In polynomial regression, it is recommended to center predictor input variables to break multi colinear relationships of x to x^2.

From Wikipedia: The underlying monomials can be highly correlated "For example, x and x2 have correlation around 0.97 when x is uniformly distributed on the interval (0, 1). "

When a variable x is between -1 and 1, x^2 makes the magnitude smaller while when x is outside of that range, x^2 makes x's magnitude larger.

Making the variable into an integer variable could change the behavior.

E.g.

df$x=round((df$x - mean(df\$))*100)


Any opinions on the scale especially in regards to interval [-1,1] vs [-100,100]

It is common to normalize predictors subtracting the mean and dividing by the standard deviation when doing inference analysis but this question pertains to regression prediction.

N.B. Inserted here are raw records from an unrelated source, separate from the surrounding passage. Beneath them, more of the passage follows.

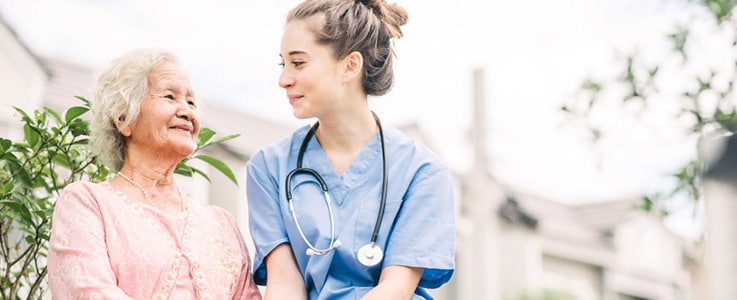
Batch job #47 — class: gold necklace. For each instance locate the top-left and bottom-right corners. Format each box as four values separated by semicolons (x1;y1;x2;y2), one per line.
118;172;186;211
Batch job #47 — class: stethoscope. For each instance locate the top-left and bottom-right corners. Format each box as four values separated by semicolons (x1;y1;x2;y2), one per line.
286;112;387;267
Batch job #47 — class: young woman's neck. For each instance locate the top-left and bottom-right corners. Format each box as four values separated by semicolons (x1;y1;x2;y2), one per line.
315;108;379;176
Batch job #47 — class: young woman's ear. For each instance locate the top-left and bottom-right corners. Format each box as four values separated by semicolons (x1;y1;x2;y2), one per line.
343;51;363;81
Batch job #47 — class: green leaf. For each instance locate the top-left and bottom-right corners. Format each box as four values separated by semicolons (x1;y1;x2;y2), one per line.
23;124;39;148
195;155;238;185
0;200;33;226
64;106;90;123
52;152;72;169
197;127;215;147
0;137;13;157
44;107;63;125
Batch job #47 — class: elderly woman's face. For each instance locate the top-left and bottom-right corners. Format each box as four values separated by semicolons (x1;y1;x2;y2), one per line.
124;62;200;157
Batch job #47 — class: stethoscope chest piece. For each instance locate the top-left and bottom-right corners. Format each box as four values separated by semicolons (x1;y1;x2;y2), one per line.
358;243;384;267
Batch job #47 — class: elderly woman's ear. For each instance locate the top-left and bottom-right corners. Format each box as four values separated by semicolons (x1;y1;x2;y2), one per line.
114;116;132;137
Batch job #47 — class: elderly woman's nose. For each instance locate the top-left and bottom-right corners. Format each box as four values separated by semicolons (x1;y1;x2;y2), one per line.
177;100;195;121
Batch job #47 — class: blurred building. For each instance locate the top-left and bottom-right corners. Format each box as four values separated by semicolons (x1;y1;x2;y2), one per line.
0;18;698;300
443;70;701;300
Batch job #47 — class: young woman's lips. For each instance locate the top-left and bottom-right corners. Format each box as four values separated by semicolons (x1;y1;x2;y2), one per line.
287;95;302;105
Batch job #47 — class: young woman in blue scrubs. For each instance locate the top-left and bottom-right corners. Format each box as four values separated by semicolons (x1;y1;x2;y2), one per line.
246;0;455;299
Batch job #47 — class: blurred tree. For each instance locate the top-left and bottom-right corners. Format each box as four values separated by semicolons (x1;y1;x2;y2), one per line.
561;0;737;215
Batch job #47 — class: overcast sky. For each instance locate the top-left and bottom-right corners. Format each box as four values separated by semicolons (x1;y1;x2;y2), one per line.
0;0;704;227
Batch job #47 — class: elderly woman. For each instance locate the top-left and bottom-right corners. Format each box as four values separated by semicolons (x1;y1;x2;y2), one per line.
48;49;261;299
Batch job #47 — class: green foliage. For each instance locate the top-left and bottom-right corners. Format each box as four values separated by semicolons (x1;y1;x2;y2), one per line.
561;0;737;215
0;97;238;299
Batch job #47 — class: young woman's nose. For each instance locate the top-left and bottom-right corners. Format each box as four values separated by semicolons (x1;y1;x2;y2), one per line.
279;70;294;89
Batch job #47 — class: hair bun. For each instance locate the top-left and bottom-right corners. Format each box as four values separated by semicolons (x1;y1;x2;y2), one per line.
355;0;408;38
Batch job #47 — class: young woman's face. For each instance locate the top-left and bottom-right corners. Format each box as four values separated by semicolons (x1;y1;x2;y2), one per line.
279;19;342;119
123;62;200;157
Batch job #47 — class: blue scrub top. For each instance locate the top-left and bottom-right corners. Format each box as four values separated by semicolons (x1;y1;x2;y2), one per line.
246;126;455;299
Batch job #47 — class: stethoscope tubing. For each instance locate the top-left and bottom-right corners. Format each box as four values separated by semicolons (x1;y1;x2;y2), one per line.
285;112;388;260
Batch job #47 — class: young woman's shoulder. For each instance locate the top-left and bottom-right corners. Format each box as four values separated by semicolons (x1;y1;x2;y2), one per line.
384;127;442;163
249;125;311;163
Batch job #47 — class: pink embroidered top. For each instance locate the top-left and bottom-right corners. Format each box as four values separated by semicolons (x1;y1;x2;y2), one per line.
48;182;261;299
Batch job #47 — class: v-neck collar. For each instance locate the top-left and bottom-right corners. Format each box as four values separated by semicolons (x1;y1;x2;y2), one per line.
302;133;386;206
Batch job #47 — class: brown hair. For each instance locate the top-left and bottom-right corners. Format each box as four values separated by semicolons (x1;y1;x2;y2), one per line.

Asking a similar question in regards to natural log, a variable that has a range (0,1] has a dramatically different transformed value than [1,100].

log(seq(0.1,1,.1)) #mostly negative
log(seq(0.1,1,.1)*100) #rather positive


If the predictor variable in the case of log happened to be sometimes less than 1 and others greater than 1, that could make the transformation act a little "wild". Would it be best to transform the variable to be within (0,1] or [1,] but not both?